Yeah, I think that's I would say that that's the biggest misconception about this field is that these are difficult patients, right? You're my favorite patients, referred patients, whether they're using drugs or not, right, it doesn't matter. They're my favorite patients. And really, because it's just different, you know, when we think of like, oh, I don't want to I don't want to track these difficult patients to my practice. I don't have time for that. You're thinking of behaviors of someone with untreated substance use disorder, who doesn't feel safe around you who's trying to do whatever they need to do to help themselves. And so when you offer them the help, and you offer them a safe place, they're incredibly honest people they're incredibly grateful. You can't help everyone but the people that you do help you get to see them completely transform their lives. Honestly, in my opinion, because I'm a primary care originally I'm family practice trained and I, I did everything. I deliver babies in the emergency room. I did all that for like the first five years of my practice, and I can tell you that nothing has been more rewarding and satisfying than working with people who use drugs, for sure. So that would I say would be the one thing I would say is that this is a great population of patients to work with. You just need to make it a safe and welcoming place for them to come talk with you and to help. 

 

Amber Rogers  40:20

Oh, I don't think I can top that at all. 

 

Annette Hubbard  40:24

That's our most favorite thing about it. It just makes sense.

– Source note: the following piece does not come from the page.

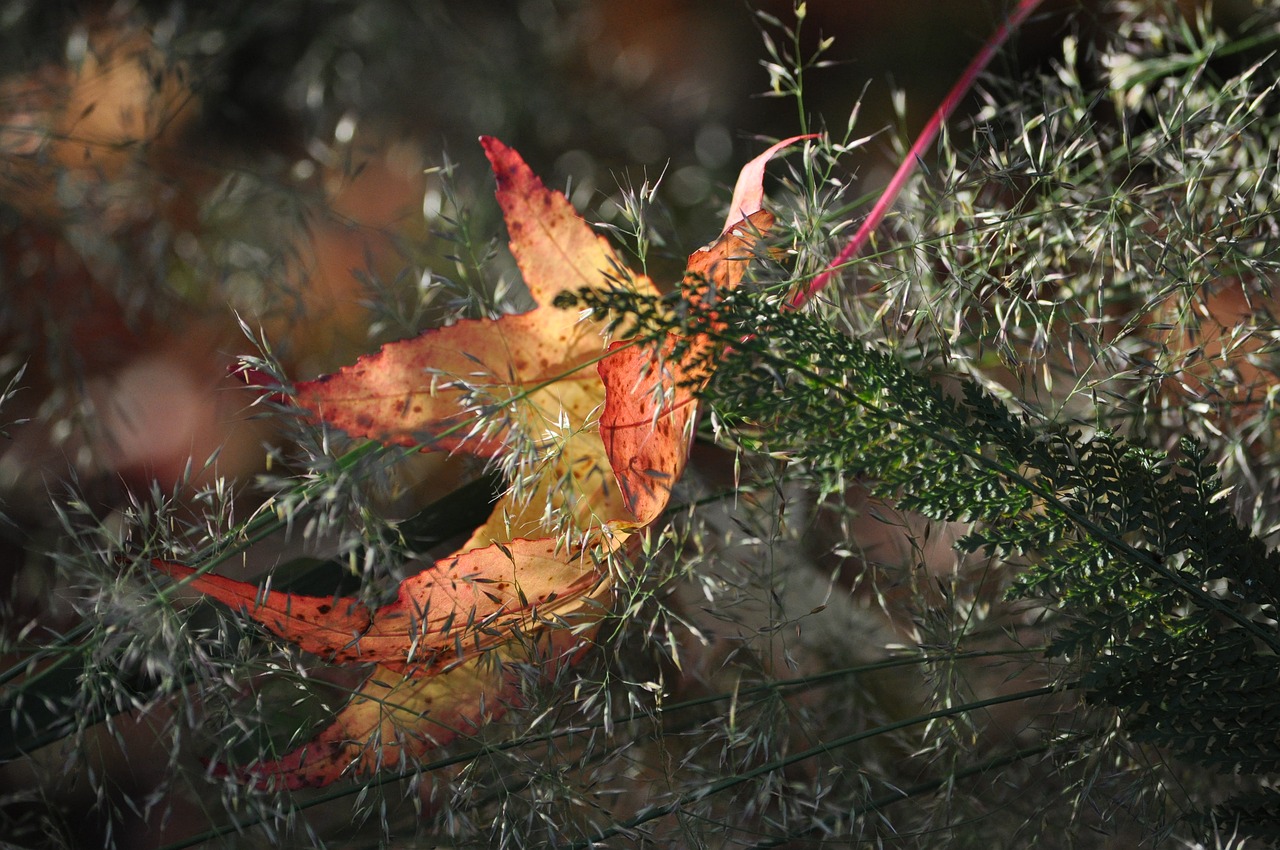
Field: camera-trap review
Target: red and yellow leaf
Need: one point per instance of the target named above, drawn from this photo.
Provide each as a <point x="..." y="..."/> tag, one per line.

So sorry for taking up all the time on that. Our 10 minute, like, hey, like this can happen. But like, you should help your people with addiction, you should do it. 

 

Amber Rogers  40:43

You have ambassadors out there. So I hope this message resonates with all kinds of future doctors and nurses and caseworkers and social workers and peer supporters out there to get out there and spread the message. So, thank you for sharing. Thank you for being role models. And thank you for being on our podcast. With that, go forth and do the good work that you're doing in your community.

 

Dr. Sarah Spencer  41:14

Thank you for inviting us, it's been great talking with you guys today.